We could not view the second floor that night because Mrs. Pustella was in residence, and it was late. We returned in a few days and met her—this memory is now a precious link to the past. But the apartment was so run-down it would need to be taken back to the studs. And then the financial component reared its head—how would we outbid others for this property, save funds for the renovation, but keep it affordable?
We immediately worked on the numbers. I am an attorney with some real estate background, which helped. Tom had the knowledge to estimate the renovation cost. We figured out what we could afford, talked to banks, and submitted our bid.
Shortly after, the realtor called saying that the building had received nine offers, and the winning offer was a quantum leap above ours. We were crestfallen. But as time went by the building did not seem to close. Word got out that the sale fell through. The building went off the market.

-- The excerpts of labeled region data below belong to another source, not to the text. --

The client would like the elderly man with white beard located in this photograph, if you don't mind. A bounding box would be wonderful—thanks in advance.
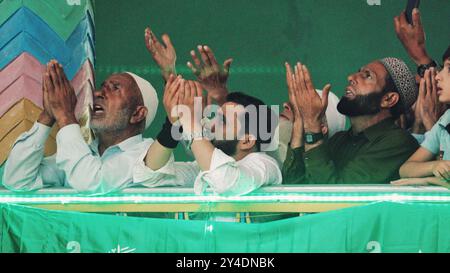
[3,61,158,194]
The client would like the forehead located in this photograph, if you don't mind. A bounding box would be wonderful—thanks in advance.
[106,73,134,86]
[362,61,388,79]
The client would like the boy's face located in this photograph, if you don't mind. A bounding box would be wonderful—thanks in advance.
[436,59,450,104]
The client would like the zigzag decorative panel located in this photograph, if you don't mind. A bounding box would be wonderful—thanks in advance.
[0,0,95,165]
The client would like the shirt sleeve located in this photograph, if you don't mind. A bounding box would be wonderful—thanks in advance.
[133,151,200,187]
[421,123,440,155]
[3,122,64,191]
[56,124,144,194]
[194,149,281,196]
[282,146,305,184]
[304,138,417,184]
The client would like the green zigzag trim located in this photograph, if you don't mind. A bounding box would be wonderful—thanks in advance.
[0,0,94,40]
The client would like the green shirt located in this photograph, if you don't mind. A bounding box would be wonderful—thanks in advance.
[282,118,419,184]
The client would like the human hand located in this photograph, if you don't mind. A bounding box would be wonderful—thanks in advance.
[163,74,184,124]
[44,60,77,128]
[414,68,445,131]
[178,81,204,133]
[145,27,177,82]
[286,63,331,133]
[285,63,303,149]
[38,72,56,127]
[187,45,233,105]
[394,8,432,65]
[432,160,450,181]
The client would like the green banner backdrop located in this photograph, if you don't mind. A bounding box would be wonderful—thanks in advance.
[0,202,450,253]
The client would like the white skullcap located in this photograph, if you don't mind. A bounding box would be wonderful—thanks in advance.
[125,72,158,129]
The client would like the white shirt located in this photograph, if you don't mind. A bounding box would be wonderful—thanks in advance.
[134,149,282,196]
[3,122,153,194]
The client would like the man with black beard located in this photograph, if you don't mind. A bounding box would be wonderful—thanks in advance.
[135,75,282,196]
[282,58,418,184]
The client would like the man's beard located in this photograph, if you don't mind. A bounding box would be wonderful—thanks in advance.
[337,92,384,117]
[211,139,239,156]
[89,108,132,133]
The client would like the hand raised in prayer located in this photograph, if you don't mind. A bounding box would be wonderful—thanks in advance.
[414,68,445,131]
[288,63,331,133]
[285,63,303,149]
[187,45,233,105]
[38,72,55,127]
[394,9,431,65]
[145,27,177,82]
[163,74,184,124]
[44,60,77,128]
[178,81,204,133]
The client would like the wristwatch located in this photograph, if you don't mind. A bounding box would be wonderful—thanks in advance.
[305,132,324,144]
[417,60,437,78]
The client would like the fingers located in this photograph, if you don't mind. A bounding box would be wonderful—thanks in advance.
[322,84,331,110]
[417,78,427,101]
[178,80,186,105]
[187,50,202,77]
[47,60,61,88]
[164,74,182,99]
[203,46,219,70]
[394,16,401,35]
[302,65,316,93]
[197,45,212,66]
[398,11,409,27]
[44,71,55,93]
[144,28,154,53]
[162,34,174,50]
[145,28,162,54]
[187,59,200,77]
[223,58,233,74]
[412,8,422,27]
[192,81,203,97]
[423,69,431,96]
[295,63,307,94]
[56,63,73,90]
[284,62,293,95]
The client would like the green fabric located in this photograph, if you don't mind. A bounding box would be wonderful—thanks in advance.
[282,118,419,184]
[0,164,5,185]
[0,203,450,253]
[0,0,94,40]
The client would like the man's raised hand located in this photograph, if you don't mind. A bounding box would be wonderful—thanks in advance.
[44,60,77,128]
[187,45,233,105]
[145,27,177,82]
[163,74,184,124]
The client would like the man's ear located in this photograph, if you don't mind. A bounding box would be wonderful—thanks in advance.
[238,134,256,152]
[130,105,148,124]
[381,92,400,108]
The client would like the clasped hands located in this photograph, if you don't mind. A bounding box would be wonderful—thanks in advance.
[285,63,331,133]
[38,60,78,128]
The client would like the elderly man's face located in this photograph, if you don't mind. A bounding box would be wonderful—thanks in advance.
[337,61,388,117]
[90,73,141,132]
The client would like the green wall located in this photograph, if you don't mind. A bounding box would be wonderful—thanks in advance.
[95,0,450,158]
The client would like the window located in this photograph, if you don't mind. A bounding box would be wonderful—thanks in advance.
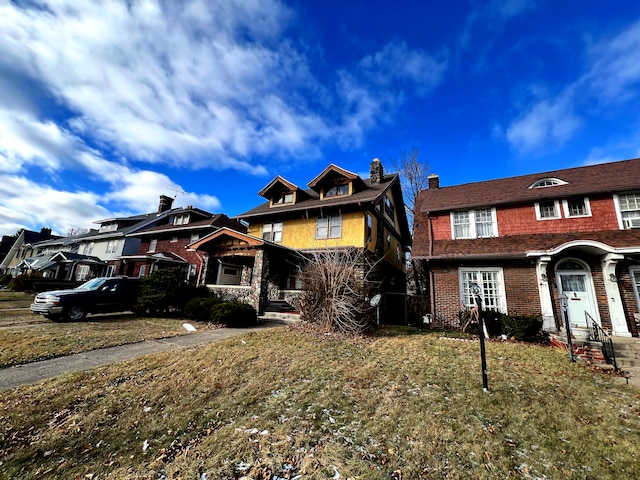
[105,240,118,253]
[536,200,560,220]
[173,213,189,225]
[529,178,567,188]
[458,268,507,313]
[76,265,89,282]
[262,222,282,242]
[451,208,498,239]
[324,183,349,197]
[272,192,293,205]
[629,267,640,309]
[617,193,640,229]
[562,198,591,218]
[99,222,118,233]
[316,214,342,240]
[384,197,395,220]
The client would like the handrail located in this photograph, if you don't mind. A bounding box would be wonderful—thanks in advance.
[584,311,618,371]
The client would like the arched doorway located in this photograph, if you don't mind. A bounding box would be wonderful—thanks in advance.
[556,258,600,329]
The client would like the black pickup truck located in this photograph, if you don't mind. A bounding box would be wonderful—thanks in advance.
[31,277,140,322]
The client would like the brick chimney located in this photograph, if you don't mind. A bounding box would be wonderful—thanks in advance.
[158,195,173,213]
[369,158,384,185]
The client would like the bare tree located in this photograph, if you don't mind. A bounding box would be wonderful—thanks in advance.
[391,147,430,295]
[300,249,375,334]
[391,147,430,232]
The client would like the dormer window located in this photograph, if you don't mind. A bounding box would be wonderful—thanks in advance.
[324,183,349,197]
[173,213,189,225]
[100,222,118,233]
[271,192,293,205]
[529,177,567,188]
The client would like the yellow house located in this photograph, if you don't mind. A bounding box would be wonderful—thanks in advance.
[189,159,411,312]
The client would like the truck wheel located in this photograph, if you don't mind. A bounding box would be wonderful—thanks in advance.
[64,306,87,322]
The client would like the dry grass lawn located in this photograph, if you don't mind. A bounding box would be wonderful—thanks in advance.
[0,291,211,368]
[0,329,640,480]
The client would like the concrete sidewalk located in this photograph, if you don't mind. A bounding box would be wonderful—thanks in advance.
[0,323,283,390]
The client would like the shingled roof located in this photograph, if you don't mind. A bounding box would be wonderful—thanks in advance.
[418,158,640,213]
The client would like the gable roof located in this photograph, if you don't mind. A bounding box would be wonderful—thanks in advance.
[418,158,640,213]
[234,173,404,219]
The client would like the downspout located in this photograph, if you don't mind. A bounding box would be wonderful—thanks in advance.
[427,212,436,322]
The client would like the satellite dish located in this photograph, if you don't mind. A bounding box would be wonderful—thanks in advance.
[369,293,382,307]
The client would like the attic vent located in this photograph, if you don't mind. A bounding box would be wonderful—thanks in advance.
[529,178,567,188]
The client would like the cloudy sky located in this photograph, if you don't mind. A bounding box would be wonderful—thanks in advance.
[0,0,640,235]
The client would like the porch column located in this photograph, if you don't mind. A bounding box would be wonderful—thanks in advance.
[602,253,631,337]
[536,255,558,332]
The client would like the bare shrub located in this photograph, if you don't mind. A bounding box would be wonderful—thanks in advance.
[300,249,375,334]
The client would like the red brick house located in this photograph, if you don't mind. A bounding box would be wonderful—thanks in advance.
[413,159,640,336]
[119,206,246,284]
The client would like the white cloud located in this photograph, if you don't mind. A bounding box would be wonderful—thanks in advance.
[506,18,640,154]
[506,96,581,152]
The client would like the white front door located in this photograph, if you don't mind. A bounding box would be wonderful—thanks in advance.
[558,271,598,328]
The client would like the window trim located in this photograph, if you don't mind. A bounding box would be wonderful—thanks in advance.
[458,267,508,314]
[449,207,499,240]
[535,200,562,221]
[562,197,591,218]
[613,191,640,230]
[262,222,283,243]
[316,213,342,240]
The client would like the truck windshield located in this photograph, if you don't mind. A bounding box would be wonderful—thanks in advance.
[78,278,106,290]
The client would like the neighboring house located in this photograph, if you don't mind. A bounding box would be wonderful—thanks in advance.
[78,195,183,277]
[189,159,411,313]
[120,210,246,283]
[13,231,107,282]
[0,228,59,277]
[412,159,640,336]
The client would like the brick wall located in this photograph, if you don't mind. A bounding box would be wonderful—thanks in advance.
[424,197,619,242]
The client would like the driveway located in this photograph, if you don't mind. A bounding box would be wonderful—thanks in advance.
[0,323,282,390]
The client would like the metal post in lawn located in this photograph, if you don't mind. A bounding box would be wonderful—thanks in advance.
[558,293,575,362]
[470,282,489,392]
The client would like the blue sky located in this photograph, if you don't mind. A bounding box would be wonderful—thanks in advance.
[0,0,640,235]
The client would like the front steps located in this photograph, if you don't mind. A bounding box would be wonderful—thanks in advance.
[258,300,300,325]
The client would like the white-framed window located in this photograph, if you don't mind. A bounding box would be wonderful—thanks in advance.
[529,177,567,188]
[562,198,591,218]
[629,267,640,311]
[105,240,118,253]
[98,222,118,233]
[324,183,349,197]
[614,193,640,230]
[458,267,507,313]
[316,213,342,240]
[76,265,91,282]
[272,192,293,205]
[451,208,498,239]
[384,196,395,220]
[173,213,189,225]
[262,222,282,242]
[536,200,560,220]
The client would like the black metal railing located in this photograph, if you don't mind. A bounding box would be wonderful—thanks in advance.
[584,312,618,370]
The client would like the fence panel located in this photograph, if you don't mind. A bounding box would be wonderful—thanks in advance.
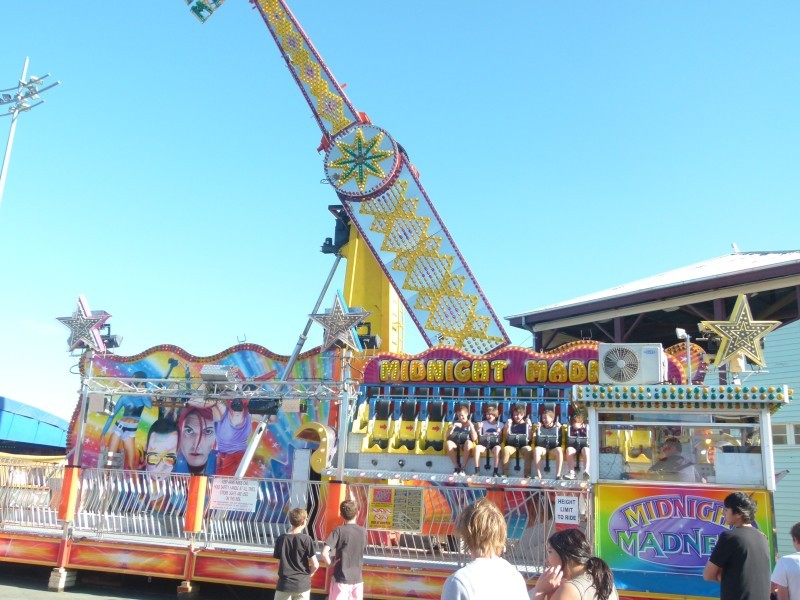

And then, four months later, it came back on. We got our financial ducks in a row again. We bid again. We lost again to a higher bidder.
That summer we heard that the second-round winning bid fell through. It turns out that the dearth of parking (two spaces with no room for more) was a fatal impediment to a higher use. We met with the town planner, and he said that the best and highest use for the property was truly just to continue the present use—with a woodshop on the first floor and an apartment on the second. Zoning was on our side. But was fate?
A third round of bids ensued. We bid. We got it. Nothing in this world can take the place of persistence. We closed, almost a year after we first saw the shop, on our ninth wedding anniversary in September of 2006. Just a week before the closing I left law firm life to start a practice with my brother a short walk from 26 Grove St. in New Canaan.
After the closing, Tom and I suited up in our best and went out to dinner to celebrate new beginnings. The next day we suited up in our worst, donned masks, and began the interior demolition. The postage stamp was ours.